I went through so many iterations of how I wanted the fish tank to go, and ultimately decided to just wholesale rip off Penn & Teller.  It's actually a combination of about three tricks in the end, with the way I've got it set up.  At its heart, this routine is their phone booth trick, which is the one I mentioned going wrong in the last chapter, and their shadow puppet routine, where Penn would fail a straight jacket escape and get hanged in the rigging.  Both have the same concept of not being good tricks, and wind up being great tricks because of it.  In the phone booth, Teller drowns on stage while Penn wastes too much time and doesn't notice what's going on.  In Unicorn, Penn gets hanged in a bad straitjacket escape while Teller hijacks the stage to do a comedy shadow puppet routine.  I love both of these, because they fly in the face of how these sorts of routines are supposed to go.  In both instances, the payoff is so shocking and unexpected, because the trick isn't what you thought it was.  In the phone booth, the trick isn't that Penn finds the correct card in the nick of time.  The trick is that the correct card somehow winds up inside Teller's mask after he drowns.  In Unicorn, the trick isn't Penn miraculously escaping.  It's that Penn was never in the rigging in the first place.  Both are wonderful switches, pulled off by incongrous misdirection.  So I wanted to play with that.  Let this ancient, tired trick be something else.  Let it be a switch that comes from nowhere.  Loki doesn't escape, because he's not the dead guy in the box.

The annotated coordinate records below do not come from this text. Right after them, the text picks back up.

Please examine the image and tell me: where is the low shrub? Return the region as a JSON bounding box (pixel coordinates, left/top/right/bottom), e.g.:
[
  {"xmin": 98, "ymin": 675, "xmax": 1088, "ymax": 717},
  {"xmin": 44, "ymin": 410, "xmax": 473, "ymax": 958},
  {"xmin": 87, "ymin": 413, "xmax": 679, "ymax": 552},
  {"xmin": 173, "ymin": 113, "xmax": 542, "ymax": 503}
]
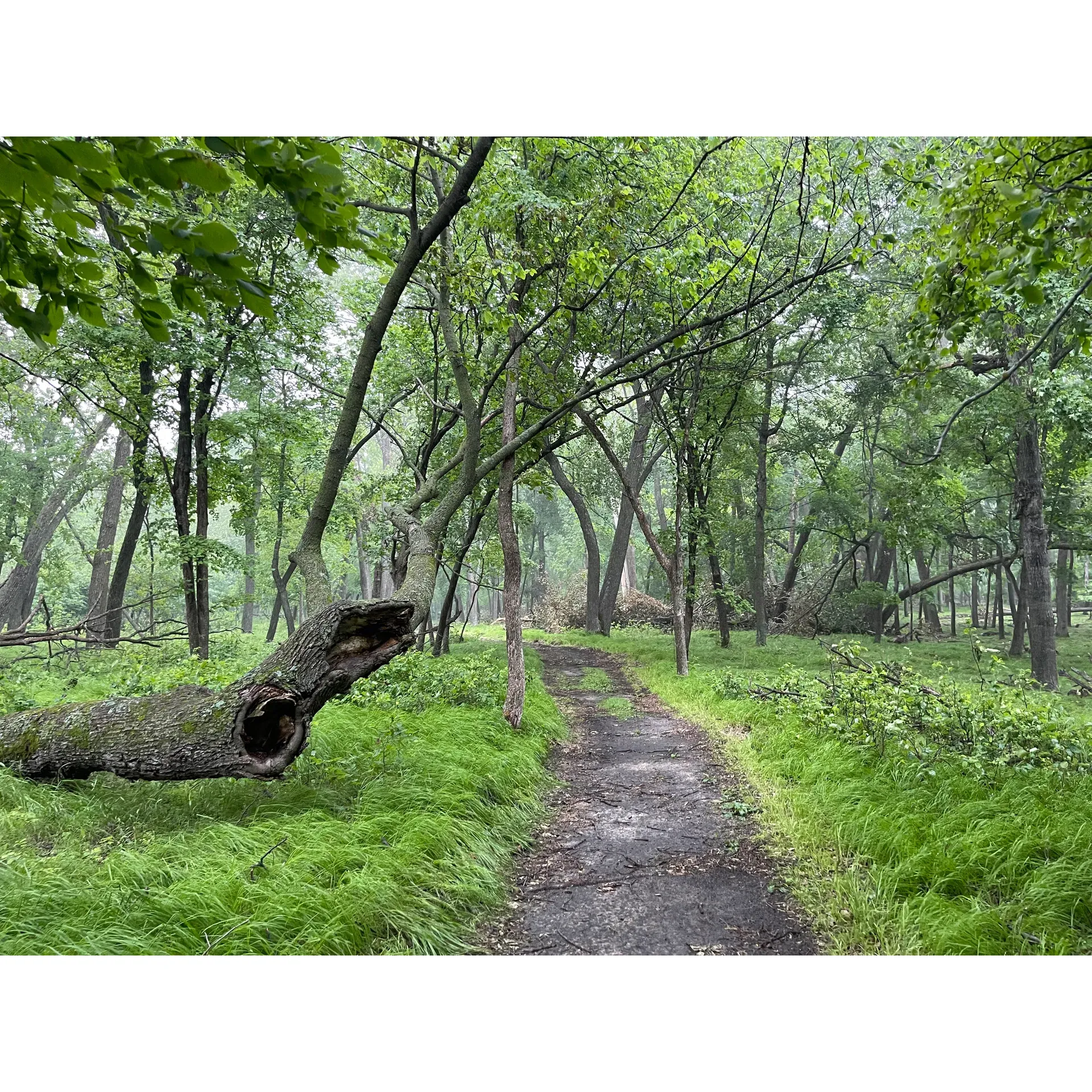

And then there's a sneaky allusion to the box jumper they opened their show with for a while.  Loki and Darcy keep talking about a "black board."  This isn't like a chalkboard you'd find in an old classroom.  It's a technique for making something appear or disappear from a box by obscuring it with a piece of plywood painted black.  With the right lighting, the board is completely invisible to the audience, which can allow a performer to walk across the stage without being seen.  Or, in this case, allow them to switch out performers in a fish tank.

I said in my opening notes that this fic is going to ruin a lot of magic tricks.  And part of that is because there's no way to adequately convey what is effectively a scam via prose.  I can describe what appears to happen for a spectator, but in prose, the magic vanishes.  In prose, anything can happen because I say it happens, whether it's possible or not.  Instead, the magic is how they make their routines work.  With a few exceptions, I'm not actually using anyone's full routines in this series.  I'm taking the tricks and methods I know from various routines and cobbling together something new.  Loki's version of the Milk Can resembles Penn & Tellers by drawing inspiration from it, but their methods and entire routine were completely different.  Putting the performer in a glass box, and then drowning him for a shock payoff is where the similarities end.  The routines I do take from actual people are properly old, and published to be performed as is.  So even if you do go see a stage show, and someone does a similar routine to what I've got in this series, you won't see it performed as I describe it.

Unless someone does Al Baker's breakfast routine.  There's pretty much only one way to do that one.